Writer Yoli (Alison Pill) is the mother of a deeply sarcastic teenager and, in the midst of a rough divorce, is struggling to find a romantic connection. Her sister Elf (Sarah Gadon) is meanwhile a famous, much-respected concert pianist who nevertheless contends with a crippling wave of depression, while their mother Lottie (Mare Winningham) is forever concerned that the mental health woes which claimed their father’s (Donal Logue) life may endanger theirs. This comes to bear when Elf calmly insists to Yoli that she wishes to commit suicide.
In the first few minutes of McGowan’s film, you’d be forgiven for assuming All My Puny Sorrows was a typical Quirky Indie Comedy; between the protagonist’s unusual names and the too-cool-for-school, “nobody talks like this” nature of the dialogue, that heightened approach could threaten to diminish the pic’s true-to-life resonance.
And while the extremely pithy nature of the clapbacks between characters won’t ring true for everyone, McGowan smartly centers his film less around witticisms than opening an honest dialogue about a subject still mostly cloistered away by society – mental health, depression, and especially suicide.
A thread of generational trauma is pronounced throughout, from Yoli and Elf’s Mennonite immigrant grandfather having been persecuted by the Bolsheviks, to the ambiguous nature of their father’s suicide – implied to be related to the Mennonite community’s strict control over their lives – and now Elf’s full-hearted desire to visit Switzerland in order to be euthanised.
As much as audiences will be left in anxious tension waiting to see whether or not Elf carries out her act, this drama is far less concerned with melodramatic turns of plot than it is rewiring society’s conception of suicidal thoughts. “There’s nothing to forgive,” Lottie says of Elf’s mindset, while Elf considers suicide as much a terminal illness as cancer.
McGowan and his cast do a stellar job of exploring the immense difficulties a person faces in trying to help a suicidal person – be they friend, lover, or sibling – and how challenging it can be for those outside of the depressive bubble, even medical professionals, to fully understand it. In one telling moment, Elf tells her sister, “You have a low-grade understanding of despair,” something few audience members will likely agree with by film’s end.

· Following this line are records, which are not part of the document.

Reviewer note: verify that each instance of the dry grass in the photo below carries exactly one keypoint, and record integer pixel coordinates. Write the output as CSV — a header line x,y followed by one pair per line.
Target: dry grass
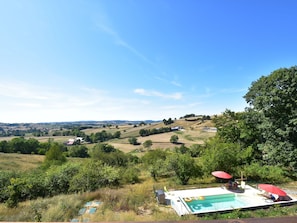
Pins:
x,y
19,162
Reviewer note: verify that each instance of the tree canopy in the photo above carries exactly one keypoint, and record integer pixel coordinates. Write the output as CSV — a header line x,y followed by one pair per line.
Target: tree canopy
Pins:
x,y
274,97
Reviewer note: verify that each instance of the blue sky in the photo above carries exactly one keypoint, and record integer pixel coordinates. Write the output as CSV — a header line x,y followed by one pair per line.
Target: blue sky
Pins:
x,y
73,60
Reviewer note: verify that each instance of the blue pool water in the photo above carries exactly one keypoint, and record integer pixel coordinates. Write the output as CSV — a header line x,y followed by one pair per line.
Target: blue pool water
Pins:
x,y
214,203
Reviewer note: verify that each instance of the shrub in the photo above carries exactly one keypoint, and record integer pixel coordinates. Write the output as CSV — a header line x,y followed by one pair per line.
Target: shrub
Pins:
x,y
270,174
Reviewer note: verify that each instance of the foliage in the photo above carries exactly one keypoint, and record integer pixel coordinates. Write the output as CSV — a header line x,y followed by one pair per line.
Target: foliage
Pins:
x,y
58,178
130,175
55,155
103,136
184,167
78,151
147,132
93,175
133,141
274,97
147,144
168,122
219,155
154,161
268,174
174,139
109,155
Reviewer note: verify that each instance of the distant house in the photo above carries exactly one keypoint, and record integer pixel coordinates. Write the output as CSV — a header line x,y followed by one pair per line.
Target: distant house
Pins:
x,y
70,142
77,140
176,128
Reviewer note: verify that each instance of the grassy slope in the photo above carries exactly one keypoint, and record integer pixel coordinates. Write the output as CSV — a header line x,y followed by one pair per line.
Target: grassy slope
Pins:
x,y
19,162
139,196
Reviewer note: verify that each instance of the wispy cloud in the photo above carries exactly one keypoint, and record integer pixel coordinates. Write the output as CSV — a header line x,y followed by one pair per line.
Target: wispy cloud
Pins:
x,y
152,93
118,40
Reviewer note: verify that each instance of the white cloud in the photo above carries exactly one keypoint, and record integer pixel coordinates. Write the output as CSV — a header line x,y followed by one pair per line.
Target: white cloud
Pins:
x,y
118,40
140,91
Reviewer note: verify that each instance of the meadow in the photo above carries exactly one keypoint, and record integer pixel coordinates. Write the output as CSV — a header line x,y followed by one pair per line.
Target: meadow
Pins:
x,y
127,203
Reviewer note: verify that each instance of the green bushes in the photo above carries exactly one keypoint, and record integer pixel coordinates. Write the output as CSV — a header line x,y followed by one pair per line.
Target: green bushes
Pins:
x,y
271,174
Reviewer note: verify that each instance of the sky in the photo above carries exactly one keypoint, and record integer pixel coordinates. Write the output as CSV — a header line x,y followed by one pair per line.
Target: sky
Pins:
x,y
81,60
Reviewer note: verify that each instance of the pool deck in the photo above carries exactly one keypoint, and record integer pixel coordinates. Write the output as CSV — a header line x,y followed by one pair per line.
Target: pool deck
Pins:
x,y
251,196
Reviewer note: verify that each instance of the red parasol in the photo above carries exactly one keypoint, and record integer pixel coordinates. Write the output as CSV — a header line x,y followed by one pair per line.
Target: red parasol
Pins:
x,y
221,174
272,189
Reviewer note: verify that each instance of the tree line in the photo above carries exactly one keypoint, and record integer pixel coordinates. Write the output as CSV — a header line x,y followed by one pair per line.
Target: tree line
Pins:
x,y
261,142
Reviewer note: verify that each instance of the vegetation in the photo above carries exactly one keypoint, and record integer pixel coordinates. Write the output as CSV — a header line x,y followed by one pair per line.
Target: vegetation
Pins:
x,y
261,142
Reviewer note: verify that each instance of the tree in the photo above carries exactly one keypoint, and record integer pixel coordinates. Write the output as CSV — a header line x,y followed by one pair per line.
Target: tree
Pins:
x,y
154,161
274,97
147,144
55,155
184,167
78,151
133,141
174,139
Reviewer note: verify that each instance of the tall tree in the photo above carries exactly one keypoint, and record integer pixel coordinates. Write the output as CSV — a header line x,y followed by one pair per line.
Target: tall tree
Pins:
x,y
275,98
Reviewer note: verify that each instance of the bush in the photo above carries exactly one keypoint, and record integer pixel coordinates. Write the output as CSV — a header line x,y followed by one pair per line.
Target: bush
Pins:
x,y
270,174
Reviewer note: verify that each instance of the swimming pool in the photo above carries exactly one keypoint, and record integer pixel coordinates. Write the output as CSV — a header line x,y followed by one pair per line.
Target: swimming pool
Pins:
x,y
213,203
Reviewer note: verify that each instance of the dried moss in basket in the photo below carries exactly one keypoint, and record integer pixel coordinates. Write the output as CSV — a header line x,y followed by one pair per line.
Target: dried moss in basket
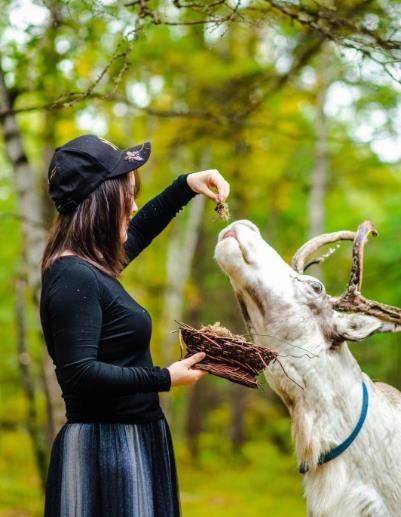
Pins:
x,y
228,355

Though the stylised, heightened quality of the dialogue often flirts with putting viewers at a distance, there is a wealth of humanity beneath that superficial veneer of sentimental quirk – namely wryly funny insights into trauma that ensure the narrative’s darker aspects are buffeted by just enough lightness.
It’s the triumvirate of actresses, however, who really do this material justice. The back-and-forth between Pill and Gadon’s siblings, whether in euphoric joy or volcanic frustration, is absolutely electric, with Pill’s depiction of a woman desperately trying to pull her sister back from the cliff’s edge proving especially affecting.
Pill’s serio-comic verbal explosion in a parking garage at a man over-protective of his own vehicle is particularly excellent. It’s also always great to see Mare Winningham gracing the screen, and she bring her typical grace and resolve to the role of a mother committed to seeing her daughters safely through this thing called life.
A film with such emotional import really didn’t need anything beyond functional technicals, but DP Daniel Grant does a fantastic job boosting the film’s character intimacy through his sustained use of close-ups and shallow focus, giving the three actresses the floor to command the screen at every which moment.
This closeness between player and audience bolsters the film’s confronting approach to its central themes, eschewing feel-good truisms in favour of something tougher but richer. Even at its most inauthentically verbose, the emotional plausibility of the characters and their connections to both each other and the world never feels in doubt.
An overabundance of self-consciously affected dialogue belies the crushing emotional honesty of Michael McGowan’s All My Puny Sorrows, which provides a sturdy platform for its three terrific leads – especially a never-better Alison Pill.